It sounds like one local privilege escalation (possibly?) and a series of crashers?
Honestly walking away with those being the highest severity bugs is a credit to the OpenBSD team and their focus on security. They're totally bugs and it sounds like they're getting fixed immediately, but... many kernels fix these types of things all the time and don't even consider them security bugs.
Those bugs come from syscall fuzzing. Local privilege escalation is the worst thing you can get from it, so the results are as bad as they can be (apart from finding multiple privilege escalations that is).
I see your point, but it doesn't happen to be true, a bug in recv, send or other networking syscalls certainly could be much worse than a local priv escalation.
And seriously, only one local priv escalation and some crashers is still a pretty light haul for a good fuzzing session from a competent team. The sky is not falling for OpenBSD today.
I'm not sure I follow. Certainly, bugs in the TCP/IP subsystem can be worse than syscall bugs. But what's the bug in recv(2) that is going to be worse than that?
I don't think anyone thinks the sky is falling.
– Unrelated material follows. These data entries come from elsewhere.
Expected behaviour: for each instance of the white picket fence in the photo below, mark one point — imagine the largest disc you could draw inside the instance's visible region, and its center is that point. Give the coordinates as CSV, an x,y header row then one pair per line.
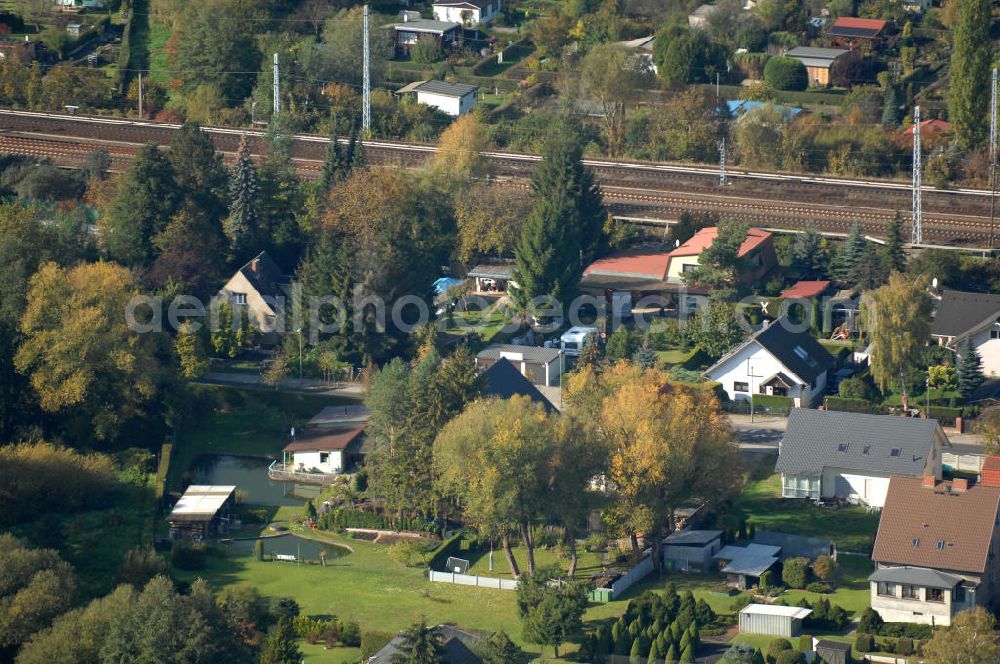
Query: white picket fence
x,y
473,580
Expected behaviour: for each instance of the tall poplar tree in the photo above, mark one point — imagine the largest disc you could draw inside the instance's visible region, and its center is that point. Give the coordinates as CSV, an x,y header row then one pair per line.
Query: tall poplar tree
x,y
242,225
565,230
971,55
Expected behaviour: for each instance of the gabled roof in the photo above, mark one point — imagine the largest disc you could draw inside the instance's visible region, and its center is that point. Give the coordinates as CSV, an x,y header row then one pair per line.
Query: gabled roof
x,y
530,354
649,262
264,275
941,527
503,381
960,312
446,89
805,289
456,644
706,236
799,352
883,444
865,28
478,4
316,440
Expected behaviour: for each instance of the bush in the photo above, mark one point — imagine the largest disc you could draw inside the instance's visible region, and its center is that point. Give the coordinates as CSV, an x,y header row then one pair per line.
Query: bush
x,y
825,568
795,572
786,73
870,622
776,647
140,565
187,555
350,635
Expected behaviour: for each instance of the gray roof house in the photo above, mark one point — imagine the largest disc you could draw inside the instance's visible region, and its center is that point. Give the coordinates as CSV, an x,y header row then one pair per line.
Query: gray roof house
x,y
456,645
777,360
542,366
973,316
503,381
851,456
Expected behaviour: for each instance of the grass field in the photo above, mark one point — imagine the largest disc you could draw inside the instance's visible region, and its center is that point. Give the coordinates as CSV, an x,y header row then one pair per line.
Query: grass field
x,y
247,422
851,528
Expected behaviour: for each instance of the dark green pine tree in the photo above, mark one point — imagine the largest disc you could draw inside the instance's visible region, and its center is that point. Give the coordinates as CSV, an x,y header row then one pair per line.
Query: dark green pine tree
x,y
146,199
281,646
971,55
242,225
850,254
895,252
332,162
564,231
969,368
198,169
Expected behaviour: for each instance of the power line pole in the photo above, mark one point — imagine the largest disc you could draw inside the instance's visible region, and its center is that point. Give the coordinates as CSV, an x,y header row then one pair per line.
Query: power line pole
x,y
993,153
722,162
917,236
276,93
366,98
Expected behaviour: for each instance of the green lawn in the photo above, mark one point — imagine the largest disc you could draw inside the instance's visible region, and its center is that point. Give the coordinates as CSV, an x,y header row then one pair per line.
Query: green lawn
x,y
851,528
230,420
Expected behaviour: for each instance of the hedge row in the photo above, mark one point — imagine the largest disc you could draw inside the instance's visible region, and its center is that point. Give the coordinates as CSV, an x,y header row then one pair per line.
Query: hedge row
x,y
846,405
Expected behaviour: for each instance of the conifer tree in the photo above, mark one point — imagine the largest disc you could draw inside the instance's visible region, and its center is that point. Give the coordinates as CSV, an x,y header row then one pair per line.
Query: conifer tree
x,y
851,253
565,230
242,225
971,55
969,369
895,253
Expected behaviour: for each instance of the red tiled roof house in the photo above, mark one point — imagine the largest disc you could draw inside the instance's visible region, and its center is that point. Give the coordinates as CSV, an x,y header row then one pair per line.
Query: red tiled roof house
x,y
936,552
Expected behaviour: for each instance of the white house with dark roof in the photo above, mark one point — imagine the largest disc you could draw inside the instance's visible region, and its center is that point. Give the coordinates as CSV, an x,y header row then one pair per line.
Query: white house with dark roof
x,y
973,316
776,361
262,290
830,454
451,98
467,12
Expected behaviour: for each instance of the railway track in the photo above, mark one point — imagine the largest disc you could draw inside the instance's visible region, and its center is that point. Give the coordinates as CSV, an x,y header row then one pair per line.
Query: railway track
x,y
631,189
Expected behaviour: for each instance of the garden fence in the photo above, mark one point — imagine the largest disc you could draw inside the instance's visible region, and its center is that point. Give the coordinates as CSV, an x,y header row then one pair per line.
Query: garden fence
x,y
472,580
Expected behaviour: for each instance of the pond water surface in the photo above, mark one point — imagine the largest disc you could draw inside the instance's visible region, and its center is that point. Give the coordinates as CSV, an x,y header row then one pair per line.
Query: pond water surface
x,y
249,474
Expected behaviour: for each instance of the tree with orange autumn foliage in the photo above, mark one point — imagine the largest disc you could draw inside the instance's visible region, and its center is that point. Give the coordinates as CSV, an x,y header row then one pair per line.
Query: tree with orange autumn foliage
x,y
666,444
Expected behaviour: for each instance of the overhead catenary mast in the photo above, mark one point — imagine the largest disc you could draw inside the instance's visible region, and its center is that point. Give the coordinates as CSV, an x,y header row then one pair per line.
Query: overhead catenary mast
x,y
917,236
993,155
277,87
366,95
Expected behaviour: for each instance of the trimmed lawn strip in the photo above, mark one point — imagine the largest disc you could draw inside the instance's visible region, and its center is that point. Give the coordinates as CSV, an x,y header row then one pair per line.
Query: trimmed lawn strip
x,y
851,528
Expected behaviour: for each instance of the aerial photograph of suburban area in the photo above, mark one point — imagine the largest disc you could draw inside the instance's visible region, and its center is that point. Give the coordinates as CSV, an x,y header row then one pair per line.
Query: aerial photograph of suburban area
x,y
499,331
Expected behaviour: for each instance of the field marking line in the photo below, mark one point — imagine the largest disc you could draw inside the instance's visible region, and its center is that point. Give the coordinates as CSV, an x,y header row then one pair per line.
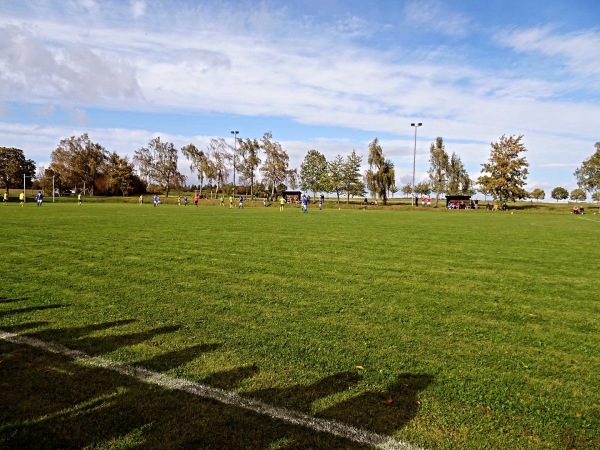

To me what's interesting about this is the approach Jesse and Tim took, and how quickly it generated very straightforward panics.
If there was a systematic bug in receive or send where a certain string of data corrupted a buffer allowing for code execution, exploiting it remotely would be simple if there's any code on the machine using that syscall.
I'm not saying this is a likely bug, or even something vaguely reasonable, but it could totally be found with local syscall fuzzing, so local priv escalation isn't the worst bug you can uncover.
send/recv is the syscall side of the kernel, so no that's still local attackers.
"I'm going to try to find bugs by calling 'recv' with strange parameters" will not find bugs that are triggered by any type of data coming off of the wire.
Yes, it's not impossible, but seems about as likely to me as fuzzing syscalls locally would be at finding security holes in www.facebook.com by connecting to it and fuzzing up an SSL connection.
> a bug in recv, send or other networking syscalls certainly could be much worse than a local priv escalation
I think that's very unlikely. Since most of the socket API ignores the payload (it's just opaque data), I don't see how recv/send issue could be triggered from outside. Syscall vulnerabilities are usually based on bad flags, bad addresses, or type confusions. Normally you have to have local access to control those.
It looks like most of them cause panics; which are still pretty bad. An unprivileged user shouldn't be able to crash your system.
OpenBSD entire underlying theme and goals are based around security, and their record is actually really good in that regard.
The fact that it's taken this long and a powerful fuzzer to find all these shows their commitment to security while also showing what we can accomplish with fuzzers today.
I've got an old X1 I plan on installing/trying out OpenBSD.
Right? As much as anything this seems like they've found places where OpenBSD perhaps drifted from their best practices. How many panics are in their kernel today and how many should be there? Knowing the OpenBSD guys this has already triggered at review at that level of their entire source code.
Honestly walking away with those being the highest severity bugs is a credit to the OpenBSD team and their focus on security. They're totally bugs and it sounds like they're getting fixed immediately, but... many kernels fix these types of things all the time and don't even consider them security bugs.